Czy policja będzie na polecenie neofaszystów usuwać spod pomnika Powstania Warszawskiego rodziny powstańców?
1 sierpnia w Warszawie, rocznica wybuchu Powstania Warszawskiego, zamiast być czasem zadumy i refleksji, dla części z nas stanie się po raz kolejny czasem konfrontacji z neofaszystami, wspomaganymi przez aparat państwa
Marsz organizowany przez środowisko skrajnej prawicy, na którym corocznie obok powstańczych kotwic pojawiają się krzyże celtyckie, zyskał, wskutek działania wojewody oraz Zbigniewa Ziobry, status zgromadzenia cyklicznego. Wedle – skądinąd niekonstytucyjnej – nowelizacji ustawy o zgromadzeniach oznacza to, że impreza ta zyskała wyłączność na organizowanie zgłoszonych zgromadzeń w centrum Warszawy, łącznie z Pomnikiem Powstania Warszawskiego. Co więcej, policja posuwała się – już całkowicie bezprawnie – dalej, usuwając siłą osoby niemile widziane przez organizatorów. Oznaczało to na przykład ludzi trzymających w ręku białe róże, symbol walki z nazizmem. W tym także członków rodzin powstańców.

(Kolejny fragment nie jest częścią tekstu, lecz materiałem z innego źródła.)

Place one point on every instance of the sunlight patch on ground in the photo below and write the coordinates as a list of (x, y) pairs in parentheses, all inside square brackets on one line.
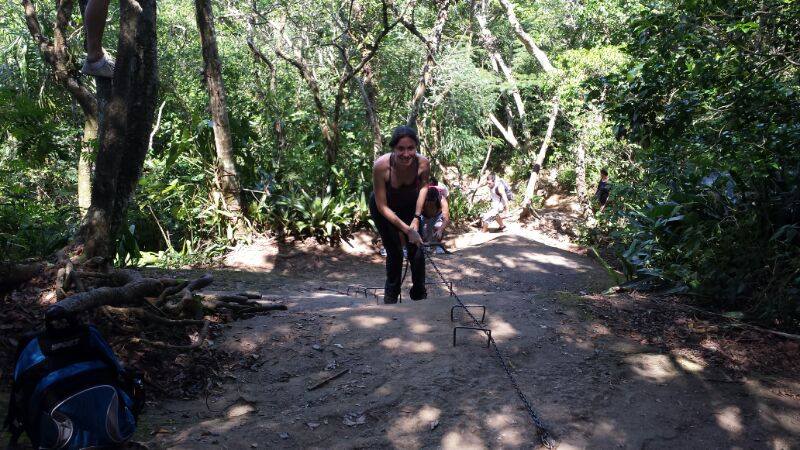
[(365, 321), (411, 347), (552, 260), (689, 362), (653, 367), (418, 327), (610, 431), (503, 424), (599, 329), (405, 430), (461, 440), (729, 419), (501, 330)]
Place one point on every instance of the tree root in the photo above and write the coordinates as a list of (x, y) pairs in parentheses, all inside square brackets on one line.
[(201, 338), (140, 313)]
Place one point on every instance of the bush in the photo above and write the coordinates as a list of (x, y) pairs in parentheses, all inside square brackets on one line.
[(326, 218)]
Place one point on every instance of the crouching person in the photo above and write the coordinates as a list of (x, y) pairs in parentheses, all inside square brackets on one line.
[(400, 186)]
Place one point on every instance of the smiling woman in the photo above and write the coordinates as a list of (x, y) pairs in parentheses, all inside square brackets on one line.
[(400, 184)]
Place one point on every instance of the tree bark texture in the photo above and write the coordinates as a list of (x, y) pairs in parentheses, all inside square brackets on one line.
[(90, 127), (580, 172), (530, 189), (226, 172), (366, 87), (525, 38), (55, 52), (432, 43), (125, 128)]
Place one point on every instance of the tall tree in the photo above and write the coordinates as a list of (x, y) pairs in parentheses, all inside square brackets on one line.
[(124, 129), (432, 43), (353, 57), (544, 62), (56, 53), (227, 176), (489, 42)]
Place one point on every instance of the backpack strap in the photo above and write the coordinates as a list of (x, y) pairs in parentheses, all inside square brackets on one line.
[(12, 422)]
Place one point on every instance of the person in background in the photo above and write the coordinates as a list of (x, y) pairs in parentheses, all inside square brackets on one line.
[(603, 189), (439, 208), (432, 220), (400, 187), (98, 63), (497, 192)]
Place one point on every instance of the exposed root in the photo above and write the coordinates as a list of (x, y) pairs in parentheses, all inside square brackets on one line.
[(201, 338)]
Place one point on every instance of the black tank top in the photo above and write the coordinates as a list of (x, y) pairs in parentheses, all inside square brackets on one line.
[(403, 199)]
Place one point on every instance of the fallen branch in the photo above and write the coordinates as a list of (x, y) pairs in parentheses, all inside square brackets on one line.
[(132, 293), (172, 290), (327, 380), (202, 335), (141, 313)]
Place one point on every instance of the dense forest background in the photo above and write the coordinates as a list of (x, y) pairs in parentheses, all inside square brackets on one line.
[(692, 105)]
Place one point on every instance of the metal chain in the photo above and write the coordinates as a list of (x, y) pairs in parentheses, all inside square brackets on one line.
[(544, 433)]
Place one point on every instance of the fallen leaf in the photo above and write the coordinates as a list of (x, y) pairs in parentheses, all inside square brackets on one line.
[(354, 419)]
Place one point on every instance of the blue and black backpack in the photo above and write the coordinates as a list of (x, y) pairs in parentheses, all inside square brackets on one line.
[(71, 392)]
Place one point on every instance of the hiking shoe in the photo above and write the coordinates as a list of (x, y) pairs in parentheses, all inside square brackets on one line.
[(102, 68), (389, 299), (418, 295)]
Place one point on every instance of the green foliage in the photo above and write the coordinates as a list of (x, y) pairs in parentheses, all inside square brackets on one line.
[(326, 218), (716, 117), (462, 211)]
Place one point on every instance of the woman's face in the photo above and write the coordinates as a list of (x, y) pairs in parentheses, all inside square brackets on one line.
[(405, 151)]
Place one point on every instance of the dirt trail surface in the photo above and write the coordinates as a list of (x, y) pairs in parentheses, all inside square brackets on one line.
[(402, 384)]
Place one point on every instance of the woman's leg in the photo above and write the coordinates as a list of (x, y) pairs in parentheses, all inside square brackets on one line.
[(417, 259), (394, 253)]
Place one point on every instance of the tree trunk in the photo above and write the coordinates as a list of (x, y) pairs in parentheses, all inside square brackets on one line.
[(544, 62), (499, 65), (227, 176), (12, 275), (85, 163), (530, 190), (525, 38), (580, 172), (366, 87), (425, 78), (56, 54), (125, 128)]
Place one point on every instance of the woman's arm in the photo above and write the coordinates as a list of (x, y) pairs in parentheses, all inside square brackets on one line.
[(424, 174), (502, 191), (379, 170)]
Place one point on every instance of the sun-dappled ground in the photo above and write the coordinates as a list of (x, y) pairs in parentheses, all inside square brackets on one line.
[(603, 371)]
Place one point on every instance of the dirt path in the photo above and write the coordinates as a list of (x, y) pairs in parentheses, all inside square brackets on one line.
[(404, 385)]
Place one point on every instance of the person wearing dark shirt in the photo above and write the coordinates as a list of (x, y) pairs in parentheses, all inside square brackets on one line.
[(400, 186)]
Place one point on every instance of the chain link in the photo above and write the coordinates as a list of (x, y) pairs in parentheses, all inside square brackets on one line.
[(544, 433)]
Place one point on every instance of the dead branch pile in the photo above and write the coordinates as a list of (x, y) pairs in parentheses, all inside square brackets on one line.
[(163, 327)]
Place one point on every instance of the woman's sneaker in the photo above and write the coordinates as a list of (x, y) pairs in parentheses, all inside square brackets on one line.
[(102, 68), (415, 294)]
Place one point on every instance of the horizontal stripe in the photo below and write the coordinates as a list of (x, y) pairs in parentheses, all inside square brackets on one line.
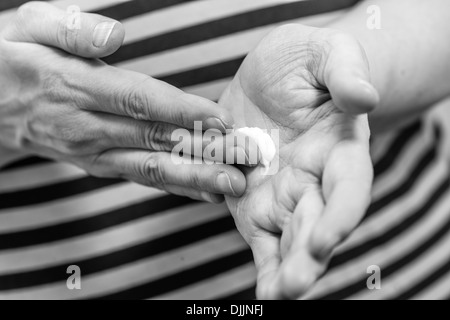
[(10, 4), (437, 275), (121, 257), (54, 192), (38, 176), (78, 207), (397, 147), (187, 15), (393, 232), (437, 291), (81, 227), (399, 210), (200, 75), (246, 294), (27, 162), (402, 167), (133, 8), (215, 287), (184, 278), (383, 254), (360, 284), (411, 269), (134, 274), (225, 26), (213, 51), (424, 162), (211, 90)]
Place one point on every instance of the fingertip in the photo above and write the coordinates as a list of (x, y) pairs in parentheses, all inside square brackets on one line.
[(239, 183), (295, 282), (107, 37), (322, 244), (357, 98)]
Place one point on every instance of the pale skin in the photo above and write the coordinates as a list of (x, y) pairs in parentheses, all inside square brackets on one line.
[(60, 102), (316, 86)]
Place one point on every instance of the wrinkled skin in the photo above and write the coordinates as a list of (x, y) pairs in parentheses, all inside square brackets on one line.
[(294, 219)]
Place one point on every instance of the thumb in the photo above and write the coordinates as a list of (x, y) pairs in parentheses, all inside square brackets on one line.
[(81, 34), (347, 76)]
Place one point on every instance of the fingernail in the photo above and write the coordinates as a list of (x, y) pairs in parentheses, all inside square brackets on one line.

Czy zatem 1 sierpnia policja będzie na polecenie neofaszystów usuwać spod pomnika Powstania Warszawskiego rodziny powstańców? Czy ta złowroga współpraca aparatu państwa ze skrajną prawicą jest zwiastunem tego, co czeka cały kraj po wyborach jesienią? Tak czy inaczej, sprzeciw jest moralnym obowiązkiem.
Doświadczenie Obywateli RP dowodzi, że przynajmniej w przypadku prawa do demonstracji jest on też sprawczy. My zatem tam będziemy – jak co roku, w milczeniu i z białymi różami. Dobrze by było, abyśmy nie byli tam sami.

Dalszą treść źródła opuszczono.